Dual models inherit one-loop renormalizability from original models.

Conditions for dual models to be torsionless are established.

Certain Bianchi models exhibit absence of dilaton anomaly under specific parameters.

Abstract

We study the principal sigma-models defined on any group manifold GL x GR/GD with breaking of GR, and their T-dual transforms. For abritary breaking we can express the torsion and Ricci tensor of the dual model in terms of the frame geometry of the initial principal model. Using these results, we give necessary and sufficient conditions for the dual model to be torsionless and prove that the one-loop renormalizability of a given principal model is inherited by its dual partner, who shares the same beta-functions.
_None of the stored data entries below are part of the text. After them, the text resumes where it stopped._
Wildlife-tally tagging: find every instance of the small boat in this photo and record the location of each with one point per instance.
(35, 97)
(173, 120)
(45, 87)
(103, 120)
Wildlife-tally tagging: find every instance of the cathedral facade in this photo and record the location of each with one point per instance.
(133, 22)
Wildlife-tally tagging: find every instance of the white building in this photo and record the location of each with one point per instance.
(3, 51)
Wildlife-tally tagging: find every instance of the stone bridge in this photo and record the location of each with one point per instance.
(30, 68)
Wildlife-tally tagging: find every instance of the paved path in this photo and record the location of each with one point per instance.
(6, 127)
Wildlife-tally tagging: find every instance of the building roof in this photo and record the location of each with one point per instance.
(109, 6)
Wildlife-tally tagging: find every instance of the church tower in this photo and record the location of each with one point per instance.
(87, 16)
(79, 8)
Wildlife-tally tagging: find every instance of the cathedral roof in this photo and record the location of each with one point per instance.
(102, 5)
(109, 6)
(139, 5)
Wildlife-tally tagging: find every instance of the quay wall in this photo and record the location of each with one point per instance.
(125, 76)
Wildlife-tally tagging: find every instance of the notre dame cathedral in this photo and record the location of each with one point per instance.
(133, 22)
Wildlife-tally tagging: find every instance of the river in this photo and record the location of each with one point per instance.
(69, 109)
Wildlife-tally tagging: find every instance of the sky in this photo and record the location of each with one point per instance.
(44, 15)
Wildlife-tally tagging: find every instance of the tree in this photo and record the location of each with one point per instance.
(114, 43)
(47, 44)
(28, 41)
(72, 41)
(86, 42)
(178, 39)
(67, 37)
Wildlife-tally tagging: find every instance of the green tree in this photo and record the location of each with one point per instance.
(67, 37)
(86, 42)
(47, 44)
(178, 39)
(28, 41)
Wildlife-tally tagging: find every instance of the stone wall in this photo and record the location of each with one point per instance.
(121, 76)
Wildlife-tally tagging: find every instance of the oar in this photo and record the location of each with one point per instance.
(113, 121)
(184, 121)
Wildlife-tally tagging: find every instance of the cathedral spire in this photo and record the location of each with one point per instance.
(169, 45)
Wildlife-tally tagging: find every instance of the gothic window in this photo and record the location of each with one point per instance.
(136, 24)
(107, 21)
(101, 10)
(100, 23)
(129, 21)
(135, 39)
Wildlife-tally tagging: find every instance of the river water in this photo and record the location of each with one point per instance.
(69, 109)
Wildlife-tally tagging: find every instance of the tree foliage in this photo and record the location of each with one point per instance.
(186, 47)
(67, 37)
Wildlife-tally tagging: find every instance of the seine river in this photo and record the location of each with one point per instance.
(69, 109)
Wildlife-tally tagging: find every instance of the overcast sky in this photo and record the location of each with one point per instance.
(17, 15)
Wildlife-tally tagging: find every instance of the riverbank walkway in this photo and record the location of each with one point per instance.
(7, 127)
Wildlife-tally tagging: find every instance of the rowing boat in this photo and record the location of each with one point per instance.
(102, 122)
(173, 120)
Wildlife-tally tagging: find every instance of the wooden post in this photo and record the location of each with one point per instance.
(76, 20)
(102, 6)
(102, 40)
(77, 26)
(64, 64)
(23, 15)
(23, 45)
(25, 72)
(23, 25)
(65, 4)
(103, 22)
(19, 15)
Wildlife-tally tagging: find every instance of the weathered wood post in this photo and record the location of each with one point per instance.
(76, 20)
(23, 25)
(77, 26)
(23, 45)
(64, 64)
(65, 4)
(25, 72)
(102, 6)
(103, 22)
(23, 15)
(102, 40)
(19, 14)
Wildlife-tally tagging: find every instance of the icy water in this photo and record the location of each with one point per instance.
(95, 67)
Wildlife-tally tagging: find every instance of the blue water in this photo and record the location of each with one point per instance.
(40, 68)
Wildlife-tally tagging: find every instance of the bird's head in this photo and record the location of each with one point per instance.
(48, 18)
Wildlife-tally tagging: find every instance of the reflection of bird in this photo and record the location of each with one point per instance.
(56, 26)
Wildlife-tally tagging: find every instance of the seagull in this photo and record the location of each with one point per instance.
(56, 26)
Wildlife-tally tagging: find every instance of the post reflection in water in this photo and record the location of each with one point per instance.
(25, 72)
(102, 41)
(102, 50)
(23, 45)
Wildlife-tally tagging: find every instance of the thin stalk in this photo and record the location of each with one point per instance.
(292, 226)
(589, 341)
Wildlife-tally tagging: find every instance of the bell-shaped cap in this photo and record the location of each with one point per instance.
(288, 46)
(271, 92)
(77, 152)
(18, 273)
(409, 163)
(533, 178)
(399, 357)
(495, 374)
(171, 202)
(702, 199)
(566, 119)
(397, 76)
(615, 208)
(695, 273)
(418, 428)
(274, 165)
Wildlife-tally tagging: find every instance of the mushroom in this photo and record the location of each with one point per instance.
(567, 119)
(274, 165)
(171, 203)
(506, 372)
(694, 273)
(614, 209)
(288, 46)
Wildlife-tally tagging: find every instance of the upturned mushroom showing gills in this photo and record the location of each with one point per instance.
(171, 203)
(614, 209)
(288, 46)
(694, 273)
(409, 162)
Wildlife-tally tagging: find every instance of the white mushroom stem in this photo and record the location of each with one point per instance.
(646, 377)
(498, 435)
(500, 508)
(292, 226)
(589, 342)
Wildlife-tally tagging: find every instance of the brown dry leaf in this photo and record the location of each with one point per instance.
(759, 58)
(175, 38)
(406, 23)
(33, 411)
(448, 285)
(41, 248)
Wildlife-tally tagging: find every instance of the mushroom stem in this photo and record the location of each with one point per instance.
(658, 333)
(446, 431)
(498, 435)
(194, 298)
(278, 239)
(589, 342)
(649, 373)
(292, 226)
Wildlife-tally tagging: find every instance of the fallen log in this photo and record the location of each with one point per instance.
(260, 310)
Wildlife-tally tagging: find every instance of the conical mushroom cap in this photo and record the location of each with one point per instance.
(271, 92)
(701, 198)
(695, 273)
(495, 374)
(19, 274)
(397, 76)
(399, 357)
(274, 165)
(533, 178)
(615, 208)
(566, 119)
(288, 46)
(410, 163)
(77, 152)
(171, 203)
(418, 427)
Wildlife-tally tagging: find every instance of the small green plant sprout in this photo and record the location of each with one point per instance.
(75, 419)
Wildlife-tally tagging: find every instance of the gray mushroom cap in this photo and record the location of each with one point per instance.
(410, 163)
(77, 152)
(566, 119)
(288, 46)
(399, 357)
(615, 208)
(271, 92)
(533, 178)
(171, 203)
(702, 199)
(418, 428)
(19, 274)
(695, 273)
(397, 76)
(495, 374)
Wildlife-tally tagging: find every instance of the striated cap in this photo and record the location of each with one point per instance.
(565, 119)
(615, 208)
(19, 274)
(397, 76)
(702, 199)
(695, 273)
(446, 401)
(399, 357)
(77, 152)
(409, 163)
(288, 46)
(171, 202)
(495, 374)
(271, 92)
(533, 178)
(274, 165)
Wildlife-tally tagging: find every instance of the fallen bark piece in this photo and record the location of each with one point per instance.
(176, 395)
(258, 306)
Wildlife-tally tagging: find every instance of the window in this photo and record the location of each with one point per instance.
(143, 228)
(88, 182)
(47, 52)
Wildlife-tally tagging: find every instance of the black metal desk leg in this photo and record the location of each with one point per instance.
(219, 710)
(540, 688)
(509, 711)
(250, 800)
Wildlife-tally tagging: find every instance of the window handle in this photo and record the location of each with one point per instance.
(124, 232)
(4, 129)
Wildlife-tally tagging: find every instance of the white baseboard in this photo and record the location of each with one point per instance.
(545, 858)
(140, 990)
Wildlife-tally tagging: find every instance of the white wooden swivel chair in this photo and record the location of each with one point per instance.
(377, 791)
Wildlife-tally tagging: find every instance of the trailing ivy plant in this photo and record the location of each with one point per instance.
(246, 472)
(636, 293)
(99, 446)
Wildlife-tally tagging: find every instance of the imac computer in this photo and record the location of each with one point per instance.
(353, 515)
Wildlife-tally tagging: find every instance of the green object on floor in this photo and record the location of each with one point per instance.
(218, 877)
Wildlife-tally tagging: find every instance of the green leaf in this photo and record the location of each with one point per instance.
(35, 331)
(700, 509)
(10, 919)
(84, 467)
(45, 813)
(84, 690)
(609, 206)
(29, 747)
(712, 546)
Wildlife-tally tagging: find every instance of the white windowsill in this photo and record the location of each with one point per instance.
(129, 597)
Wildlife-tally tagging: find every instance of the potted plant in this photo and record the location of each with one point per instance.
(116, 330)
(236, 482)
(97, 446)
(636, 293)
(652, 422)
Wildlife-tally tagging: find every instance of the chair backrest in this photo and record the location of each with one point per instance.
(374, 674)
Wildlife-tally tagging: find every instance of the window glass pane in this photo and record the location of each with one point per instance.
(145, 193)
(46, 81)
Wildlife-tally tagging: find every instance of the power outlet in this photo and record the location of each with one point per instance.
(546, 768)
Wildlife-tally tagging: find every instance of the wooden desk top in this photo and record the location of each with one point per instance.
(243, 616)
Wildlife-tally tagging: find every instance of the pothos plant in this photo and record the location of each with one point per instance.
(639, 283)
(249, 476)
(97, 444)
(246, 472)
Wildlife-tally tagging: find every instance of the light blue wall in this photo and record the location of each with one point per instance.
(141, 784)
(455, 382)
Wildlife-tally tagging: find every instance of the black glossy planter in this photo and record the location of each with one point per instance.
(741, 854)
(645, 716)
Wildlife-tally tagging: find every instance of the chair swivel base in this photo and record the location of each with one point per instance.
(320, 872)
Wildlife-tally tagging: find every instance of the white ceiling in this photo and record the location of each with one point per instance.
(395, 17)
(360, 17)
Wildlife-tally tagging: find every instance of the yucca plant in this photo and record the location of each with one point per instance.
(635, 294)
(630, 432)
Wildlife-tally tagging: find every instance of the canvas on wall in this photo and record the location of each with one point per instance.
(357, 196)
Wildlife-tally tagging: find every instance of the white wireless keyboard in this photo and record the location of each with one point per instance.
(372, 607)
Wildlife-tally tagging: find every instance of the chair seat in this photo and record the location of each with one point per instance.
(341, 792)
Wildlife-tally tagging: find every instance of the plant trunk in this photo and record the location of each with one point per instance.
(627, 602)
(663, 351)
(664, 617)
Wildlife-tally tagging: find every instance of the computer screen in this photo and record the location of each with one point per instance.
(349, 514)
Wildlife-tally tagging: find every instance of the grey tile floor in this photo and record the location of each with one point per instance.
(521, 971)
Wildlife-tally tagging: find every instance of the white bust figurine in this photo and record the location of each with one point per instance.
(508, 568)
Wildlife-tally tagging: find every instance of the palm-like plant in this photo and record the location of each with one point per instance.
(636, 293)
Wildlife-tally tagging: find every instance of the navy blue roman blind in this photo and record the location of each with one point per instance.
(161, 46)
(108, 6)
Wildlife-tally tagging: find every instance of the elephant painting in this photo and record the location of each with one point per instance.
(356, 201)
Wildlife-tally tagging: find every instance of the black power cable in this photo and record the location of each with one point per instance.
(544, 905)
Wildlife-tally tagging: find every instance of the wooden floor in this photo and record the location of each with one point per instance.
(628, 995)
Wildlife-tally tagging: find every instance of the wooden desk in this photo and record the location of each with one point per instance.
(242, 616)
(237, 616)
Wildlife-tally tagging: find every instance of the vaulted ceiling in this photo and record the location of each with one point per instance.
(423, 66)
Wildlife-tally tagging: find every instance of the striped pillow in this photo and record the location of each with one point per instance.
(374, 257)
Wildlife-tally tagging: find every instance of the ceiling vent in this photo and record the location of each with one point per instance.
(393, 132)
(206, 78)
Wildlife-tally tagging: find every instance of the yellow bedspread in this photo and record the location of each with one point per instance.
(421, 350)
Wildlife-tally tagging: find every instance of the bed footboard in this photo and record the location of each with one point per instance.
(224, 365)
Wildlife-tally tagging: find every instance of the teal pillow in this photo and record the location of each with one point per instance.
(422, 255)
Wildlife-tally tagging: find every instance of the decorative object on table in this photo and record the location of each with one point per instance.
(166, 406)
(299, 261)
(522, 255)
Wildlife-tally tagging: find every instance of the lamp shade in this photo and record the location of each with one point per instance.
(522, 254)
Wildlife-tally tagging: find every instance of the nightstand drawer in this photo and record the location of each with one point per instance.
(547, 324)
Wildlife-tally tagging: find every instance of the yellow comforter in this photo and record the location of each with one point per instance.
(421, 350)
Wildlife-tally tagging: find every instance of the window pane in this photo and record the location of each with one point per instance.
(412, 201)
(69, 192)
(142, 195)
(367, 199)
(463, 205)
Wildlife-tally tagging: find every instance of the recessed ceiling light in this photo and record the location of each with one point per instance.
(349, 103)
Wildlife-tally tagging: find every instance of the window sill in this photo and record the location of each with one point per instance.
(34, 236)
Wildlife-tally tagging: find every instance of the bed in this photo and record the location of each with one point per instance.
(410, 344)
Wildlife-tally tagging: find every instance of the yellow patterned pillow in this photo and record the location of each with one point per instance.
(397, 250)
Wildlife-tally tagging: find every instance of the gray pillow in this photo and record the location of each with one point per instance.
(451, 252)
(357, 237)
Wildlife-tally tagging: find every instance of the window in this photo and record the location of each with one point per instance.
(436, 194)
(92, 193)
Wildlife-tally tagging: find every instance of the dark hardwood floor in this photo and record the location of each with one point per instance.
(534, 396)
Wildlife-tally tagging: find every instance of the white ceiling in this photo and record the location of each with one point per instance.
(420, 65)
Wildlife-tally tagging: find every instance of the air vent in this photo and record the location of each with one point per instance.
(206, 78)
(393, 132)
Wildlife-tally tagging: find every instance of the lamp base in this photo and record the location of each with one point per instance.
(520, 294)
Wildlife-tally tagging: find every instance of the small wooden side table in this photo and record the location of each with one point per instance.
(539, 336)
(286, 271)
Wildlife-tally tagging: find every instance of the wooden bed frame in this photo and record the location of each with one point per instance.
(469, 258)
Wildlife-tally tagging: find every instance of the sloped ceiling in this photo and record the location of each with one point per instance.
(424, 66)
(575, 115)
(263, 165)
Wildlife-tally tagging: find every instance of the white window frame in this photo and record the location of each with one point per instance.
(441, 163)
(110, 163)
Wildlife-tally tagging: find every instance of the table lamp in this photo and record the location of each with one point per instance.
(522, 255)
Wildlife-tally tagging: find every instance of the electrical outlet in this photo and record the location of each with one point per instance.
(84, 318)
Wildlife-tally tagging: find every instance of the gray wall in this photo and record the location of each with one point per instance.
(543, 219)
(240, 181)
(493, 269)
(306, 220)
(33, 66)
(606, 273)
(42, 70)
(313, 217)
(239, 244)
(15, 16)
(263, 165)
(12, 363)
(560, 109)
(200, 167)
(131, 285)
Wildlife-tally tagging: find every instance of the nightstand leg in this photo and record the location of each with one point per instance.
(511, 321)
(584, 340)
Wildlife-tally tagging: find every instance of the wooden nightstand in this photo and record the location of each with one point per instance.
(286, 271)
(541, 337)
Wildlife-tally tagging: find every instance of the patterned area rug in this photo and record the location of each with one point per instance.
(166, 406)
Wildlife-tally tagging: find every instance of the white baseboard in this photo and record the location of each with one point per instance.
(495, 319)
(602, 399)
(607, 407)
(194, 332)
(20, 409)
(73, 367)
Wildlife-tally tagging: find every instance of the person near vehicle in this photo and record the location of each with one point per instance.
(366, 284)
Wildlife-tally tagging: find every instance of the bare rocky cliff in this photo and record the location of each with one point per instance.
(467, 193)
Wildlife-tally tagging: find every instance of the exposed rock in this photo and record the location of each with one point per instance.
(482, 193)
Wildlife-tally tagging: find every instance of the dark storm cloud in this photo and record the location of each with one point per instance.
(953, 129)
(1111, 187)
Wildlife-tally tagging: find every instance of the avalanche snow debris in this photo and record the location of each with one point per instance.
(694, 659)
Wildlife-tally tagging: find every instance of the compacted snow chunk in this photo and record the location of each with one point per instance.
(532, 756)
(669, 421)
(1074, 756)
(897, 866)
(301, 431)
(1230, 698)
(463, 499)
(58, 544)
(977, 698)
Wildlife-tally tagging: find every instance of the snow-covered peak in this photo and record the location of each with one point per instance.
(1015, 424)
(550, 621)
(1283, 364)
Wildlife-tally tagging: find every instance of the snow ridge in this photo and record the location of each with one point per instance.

These results are shown to hold also if the principal model is endowed with torsion. As an application we compute the beta-functions for the full Bianchi family and show that for some choices of the breaking parameters the dilaton anomaly is absent: for these choices the dual torsion vanishes. For the dualized Bianchi V model (which is torsionless for any breaking), we take advantage of its simpler structure, to study its two-loops renormalizability.